Considering partnering with a recruiter to assist you with your job search? That relationship will partly be determined by your current employment status and situation. Are you unemployed and looking for a job today? Moving to a new area and looking for a job in 6 months? Employed and looking to make a move in the next year – “keep me in mind if you hear about X”? If this is an attainable request, let the recruiter know.
A tricky part of the job-seeking process is determining the right amount of contact to have with a recruiter. When should you follow up? And how? No one wants to be a pest, but at the same time, you don’t want to risk being forgotten either. Truly, there is no way to definitively say one way or another is better. It really comes down to the situation and your approach.
If you are working in a temporary job and the recruiter or firm you are working with encourages you to check in frequently, then follow their instructions. If you’re browsing – maybe looking to make a move in the next year, maybe a monthly or quarterly “check-in” is plenty. Have this conversation and understand how you will develop a relationship with a recruiter.
Unemployed and need a job today?
This relationship will include regular contact – often weekly, but in a hot job market, it could be more frequent. A recruiter will contact a candidate immediately if an employer is ready to schedule an interview or additional information is needed. If the recruiter says they won’t have any feedback or other information until X day, no reason to call and “check-in” prior to that.
It’s also important to keep the recruiter in the loop regarding any applications you’ve sent directly or interviews you have scheduled through your own efforts. Not only to keep from duplicating efforts, it will also let the recruiter know he needs to light a fire under his clients that had expressed interest in your resume.

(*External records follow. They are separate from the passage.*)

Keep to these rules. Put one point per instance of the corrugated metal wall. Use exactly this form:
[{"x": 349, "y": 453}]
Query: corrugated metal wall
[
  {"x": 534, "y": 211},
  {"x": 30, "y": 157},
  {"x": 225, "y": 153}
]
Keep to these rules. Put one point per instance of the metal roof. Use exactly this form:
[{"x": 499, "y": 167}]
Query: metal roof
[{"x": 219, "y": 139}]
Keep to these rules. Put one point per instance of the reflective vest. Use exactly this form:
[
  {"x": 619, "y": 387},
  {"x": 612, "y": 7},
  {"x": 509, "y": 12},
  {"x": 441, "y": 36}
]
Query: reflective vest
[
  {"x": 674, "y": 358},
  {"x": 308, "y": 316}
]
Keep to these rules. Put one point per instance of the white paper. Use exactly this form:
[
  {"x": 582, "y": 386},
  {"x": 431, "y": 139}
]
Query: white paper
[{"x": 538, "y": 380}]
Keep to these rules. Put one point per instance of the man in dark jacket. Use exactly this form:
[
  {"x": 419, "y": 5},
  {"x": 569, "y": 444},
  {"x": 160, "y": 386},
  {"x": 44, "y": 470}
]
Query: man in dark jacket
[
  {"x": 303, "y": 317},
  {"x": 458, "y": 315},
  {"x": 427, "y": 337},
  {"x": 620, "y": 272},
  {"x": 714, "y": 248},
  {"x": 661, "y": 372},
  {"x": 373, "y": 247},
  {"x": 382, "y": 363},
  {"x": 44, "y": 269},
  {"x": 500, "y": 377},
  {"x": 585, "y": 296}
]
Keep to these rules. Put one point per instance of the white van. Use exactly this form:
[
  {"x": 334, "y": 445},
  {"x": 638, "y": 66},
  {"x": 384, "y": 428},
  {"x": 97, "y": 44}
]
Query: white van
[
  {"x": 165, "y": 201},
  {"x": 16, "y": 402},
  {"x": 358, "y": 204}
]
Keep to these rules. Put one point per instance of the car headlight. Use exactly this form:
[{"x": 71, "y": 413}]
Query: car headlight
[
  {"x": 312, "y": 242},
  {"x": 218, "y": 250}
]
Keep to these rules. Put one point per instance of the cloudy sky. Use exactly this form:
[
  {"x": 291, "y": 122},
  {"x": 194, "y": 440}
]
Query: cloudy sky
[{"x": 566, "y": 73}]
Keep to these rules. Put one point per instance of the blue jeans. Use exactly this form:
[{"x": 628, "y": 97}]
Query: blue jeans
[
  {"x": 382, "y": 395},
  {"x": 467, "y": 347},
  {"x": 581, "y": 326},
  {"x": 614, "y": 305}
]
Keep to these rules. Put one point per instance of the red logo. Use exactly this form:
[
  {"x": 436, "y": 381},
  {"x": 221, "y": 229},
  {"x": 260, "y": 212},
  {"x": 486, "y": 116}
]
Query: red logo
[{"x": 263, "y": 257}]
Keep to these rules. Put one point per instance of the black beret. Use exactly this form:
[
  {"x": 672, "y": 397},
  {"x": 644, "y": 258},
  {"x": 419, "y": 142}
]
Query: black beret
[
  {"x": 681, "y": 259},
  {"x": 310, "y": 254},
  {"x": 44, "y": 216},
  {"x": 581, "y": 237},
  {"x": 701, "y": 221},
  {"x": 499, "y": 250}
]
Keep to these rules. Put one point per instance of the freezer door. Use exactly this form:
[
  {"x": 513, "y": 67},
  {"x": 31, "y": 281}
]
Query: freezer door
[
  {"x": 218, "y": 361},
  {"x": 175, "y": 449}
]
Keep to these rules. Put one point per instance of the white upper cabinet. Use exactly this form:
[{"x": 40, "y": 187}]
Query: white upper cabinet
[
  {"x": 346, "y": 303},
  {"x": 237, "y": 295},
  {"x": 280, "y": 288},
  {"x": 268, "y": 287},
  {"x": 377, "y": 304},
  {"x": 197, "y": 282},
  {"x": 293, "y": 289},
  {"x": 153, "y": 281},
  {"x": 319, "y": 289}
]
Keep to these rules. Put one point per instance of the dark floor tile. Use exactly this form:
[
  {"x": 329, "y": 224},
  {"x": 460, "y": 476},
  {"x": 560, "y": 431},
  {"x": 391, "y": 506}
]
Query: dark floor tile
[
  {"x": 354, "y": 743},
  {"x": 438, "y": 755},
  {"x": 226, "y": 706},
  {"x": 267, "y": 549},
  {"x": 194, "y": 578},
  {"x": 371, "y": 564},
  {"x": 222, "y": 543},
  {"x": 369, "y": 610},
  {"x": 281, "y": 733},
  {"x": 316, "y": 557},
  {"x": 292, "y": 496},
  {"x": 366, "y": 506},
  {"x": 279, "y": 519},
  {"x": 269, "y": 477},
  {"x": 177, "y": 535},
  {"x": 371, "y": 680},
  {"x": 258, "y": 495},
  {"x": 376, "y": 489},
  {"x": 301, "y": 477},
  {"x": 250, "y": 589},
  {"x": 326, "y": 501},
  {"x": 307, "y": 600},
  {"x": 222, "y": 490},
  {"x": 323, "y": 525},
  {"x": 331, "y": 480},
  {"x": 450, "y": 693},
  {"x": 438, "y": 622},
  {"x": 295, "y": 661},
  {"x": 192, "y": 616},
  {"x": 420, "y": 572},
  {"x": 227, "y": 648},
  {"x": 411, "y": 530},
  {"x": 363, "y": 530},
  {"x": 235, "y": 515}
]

Currently employed but want to change jobs in the next or moving to the area in the coming months?
Talk with a recruiter about timing and strategy. Some employers need to hire immediately, and others know of a hiring need in 3 or 6 months. Maybe they are bringing on a new practice group in a few months and will need a paralegal and secretary to support this group? They possibly have a big client working on an acquisition in the next year. Hiring Managers want to lay a foundation to build that team.
They are job seekers with a unique request. These are often job seekers that are generally happy in their current job but are interested in hearing about an opportunity to work remotely or lessen their commute. If a distinctive requirement if the only way you’ll consider another job, make that clear with the recruiter.
Be clear in your job search requirements, discuss a plan regarding future communication, keep the recruiter in the loop with regards to your own search efforts or any other change to your candidacy and let’s find you a new job!